On Mon, 2025-01-27 at 10:13 +0100, Benoit Lobréau wrote:
> On 1/25/25 7:07 PM, Laurenz Albe wrote:
> > Looks good to me.  I have one question left: the explanation for the performance
> > penalty of a high leaf fragmentation sounds like it would only be relevant for
> > disks where sequential reads are faster.  If that is correct, perhaps it would be
> > worth mentioning.
> 
> Frederic noticed a performance hit even for on his laptop with a SSD.
> 
> On Fri, 2025-01-24 at 15:41 +0100, Frédéric Yhuel wrote:
>  > I've noticed that maximum leaf_fragmentation can have a huge impact on
>  > a range index-only scan, when reading all blocs from disks, even on my
>  > laptop machine with SSD, but I don't know if this is the right place
>  > to document this?
> 
> He reported to our team, that he did a test with two indexes on the same 
> data.

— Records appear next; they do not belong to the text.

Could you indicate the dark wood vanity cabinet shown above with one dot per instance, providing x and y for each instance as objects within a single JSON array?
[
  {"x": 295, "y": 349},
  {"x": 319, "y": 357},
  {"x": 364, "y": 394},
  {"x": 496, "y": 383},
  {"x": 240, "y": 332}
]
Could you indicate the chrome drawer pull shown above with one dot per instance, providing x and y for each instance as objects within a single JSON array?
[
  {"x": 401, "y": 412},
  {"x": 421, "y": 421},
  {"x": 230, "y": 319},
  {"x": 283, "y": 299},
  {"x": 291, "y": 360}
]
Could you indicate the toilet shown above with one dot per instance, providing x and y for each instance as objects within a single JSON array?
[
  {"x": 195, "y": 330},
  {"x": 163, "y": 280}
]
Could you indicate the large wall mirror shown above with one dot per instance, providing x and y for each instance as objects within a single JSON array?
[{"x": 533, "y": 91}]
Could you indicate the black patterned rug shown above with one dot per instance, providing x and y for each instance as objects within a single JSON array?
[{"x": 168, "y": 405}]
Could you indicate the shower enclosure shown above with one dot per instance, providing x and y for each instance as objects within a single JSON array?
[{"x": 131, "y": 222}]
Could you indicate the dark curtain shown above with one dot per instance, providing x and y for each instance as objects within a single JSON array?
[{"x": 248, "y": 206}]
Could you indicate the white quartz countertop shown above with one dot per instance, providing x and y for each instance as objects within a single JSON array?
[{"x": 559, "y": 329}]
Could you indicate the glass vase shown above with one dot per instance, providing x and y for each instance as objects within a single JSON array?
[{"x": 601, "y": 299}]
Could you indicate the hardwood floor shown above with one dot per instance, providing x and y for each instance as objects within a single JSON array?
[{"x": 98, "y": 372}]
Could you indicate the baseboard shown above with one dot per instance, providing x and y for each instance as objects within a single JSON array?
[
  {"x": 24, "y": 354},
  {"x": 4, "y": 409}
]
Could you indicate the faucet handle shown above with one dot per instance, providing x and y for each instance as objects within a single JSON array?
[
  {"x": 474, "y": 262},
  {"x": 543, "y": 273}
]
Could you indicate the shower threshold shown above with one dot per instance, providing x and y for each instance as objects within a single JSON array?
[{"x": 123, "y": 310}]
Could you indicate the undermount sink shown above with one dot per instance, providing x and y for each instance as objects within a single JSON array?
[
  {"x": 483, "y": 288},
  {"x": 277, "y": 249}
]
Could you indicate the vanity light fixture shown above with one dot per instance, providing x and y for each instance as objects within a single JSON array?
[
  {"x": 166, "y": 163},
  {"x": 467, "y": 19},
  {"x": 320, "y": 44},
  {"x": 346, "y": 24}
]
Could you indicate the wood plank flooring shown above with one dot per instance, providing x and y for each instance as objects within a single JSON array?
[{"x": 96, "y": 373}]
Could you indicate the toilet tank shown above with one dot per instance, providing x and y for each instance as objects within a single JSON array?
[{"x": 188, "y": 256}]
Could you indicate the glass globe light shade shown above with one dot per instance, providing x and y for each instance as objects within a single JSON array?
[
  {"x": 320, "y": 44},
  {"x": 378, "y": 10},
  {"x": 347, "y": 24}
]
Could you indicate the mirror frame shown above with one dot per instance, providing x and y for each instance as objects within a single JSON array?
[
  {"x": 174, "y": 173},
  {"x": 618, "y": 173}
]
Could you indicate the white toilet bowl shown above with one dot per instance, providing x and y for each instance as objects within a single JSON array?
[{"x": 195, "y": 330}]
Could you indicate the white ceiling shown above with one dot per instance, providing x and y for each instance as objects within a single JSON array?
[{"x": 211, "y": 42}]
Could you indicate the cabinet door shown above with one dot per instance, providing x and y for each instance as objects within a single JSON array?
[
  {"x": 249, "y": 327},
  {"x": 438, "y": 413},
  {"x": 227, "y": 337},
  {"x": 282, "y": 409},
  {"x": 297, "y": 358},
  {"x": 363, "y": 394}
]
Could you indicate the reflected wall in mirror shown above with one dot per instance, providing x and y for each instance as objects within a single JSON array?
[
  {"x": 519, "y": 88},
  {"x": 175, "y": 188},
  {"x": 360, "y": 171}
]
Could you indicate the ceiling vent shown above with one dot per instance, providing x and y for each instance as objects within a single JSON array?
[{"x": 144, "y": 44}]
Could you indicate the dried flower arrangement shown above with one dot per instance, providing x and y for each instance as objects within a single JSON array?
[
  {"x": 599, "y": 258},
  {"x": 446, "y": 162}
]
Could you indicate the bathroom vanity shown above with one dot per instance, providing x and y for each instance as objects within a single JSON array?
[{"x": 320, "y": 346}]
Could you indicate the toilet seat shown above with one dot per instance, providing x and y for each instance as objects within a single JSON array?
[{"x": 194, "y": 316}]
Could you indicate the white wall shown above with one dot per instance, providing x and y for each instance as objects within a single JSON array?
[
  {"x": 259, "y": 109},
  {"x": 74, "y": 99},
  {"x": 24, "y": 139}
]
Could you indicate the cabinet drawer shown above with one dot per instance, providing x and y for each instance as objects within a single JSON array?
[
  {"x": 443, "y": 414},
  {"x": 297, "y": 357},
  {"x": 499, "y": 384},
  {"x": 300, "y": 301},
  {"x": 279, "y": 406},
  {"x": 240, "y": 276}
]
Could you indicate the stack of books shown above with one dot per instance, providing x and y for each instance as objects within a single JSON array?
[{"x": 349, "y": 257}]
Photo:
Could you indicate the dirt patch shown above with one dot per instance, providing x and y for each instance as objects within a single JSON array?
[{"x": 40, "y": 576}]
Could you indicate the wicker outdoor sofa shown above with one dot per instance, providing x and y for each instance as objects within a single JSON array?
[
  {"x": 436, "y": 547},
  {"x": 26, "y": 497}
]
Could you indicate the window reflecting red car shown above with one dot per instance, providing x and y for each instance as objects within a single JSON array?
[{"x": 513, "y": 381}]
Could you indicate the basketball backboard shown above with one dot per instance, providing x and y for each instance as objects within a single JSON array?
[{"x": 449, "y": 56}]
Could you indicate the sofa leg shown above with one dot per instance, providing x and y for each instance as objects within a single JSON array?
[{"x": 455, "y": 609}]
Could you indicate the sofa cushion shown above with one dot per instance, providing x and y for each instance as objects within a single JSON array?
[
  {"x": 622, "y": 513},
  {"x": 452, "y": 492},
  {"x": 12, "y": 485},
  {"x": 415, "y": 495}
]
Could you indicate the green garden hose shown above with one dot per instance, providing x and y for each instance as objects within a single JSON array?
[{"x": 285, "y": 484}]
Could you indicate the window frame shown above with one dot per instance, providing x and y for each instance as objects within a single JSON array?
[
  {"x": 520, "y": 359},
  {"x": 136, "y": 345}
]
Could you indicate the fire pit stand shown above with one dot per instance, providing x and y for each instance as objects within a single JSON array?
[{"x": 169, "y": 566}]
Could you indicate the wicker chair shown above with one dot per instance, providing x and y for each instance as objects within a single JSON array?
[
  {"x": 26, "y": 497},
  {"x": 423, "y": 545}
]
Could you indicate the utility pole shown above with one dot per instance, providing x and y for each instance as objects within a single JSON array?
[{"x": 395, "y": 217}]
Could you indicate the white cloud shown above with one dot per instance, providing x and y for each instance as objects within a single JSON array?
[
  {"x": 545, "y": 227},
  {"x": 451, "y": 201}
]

They had the same density but one had no fragmentation while the 
> other had 100%. He got an execution time of ~90ms (0 frag) vs ~340ms 
> 100% frag).
> 
> I get similar result with my laptor (except my disk is significantly 
> worse: ~152ms vs ~833ms).

Thanks for checking.
I'll set the patch "ready for committer".
I personally would still like to know how fragmentation slows down performance.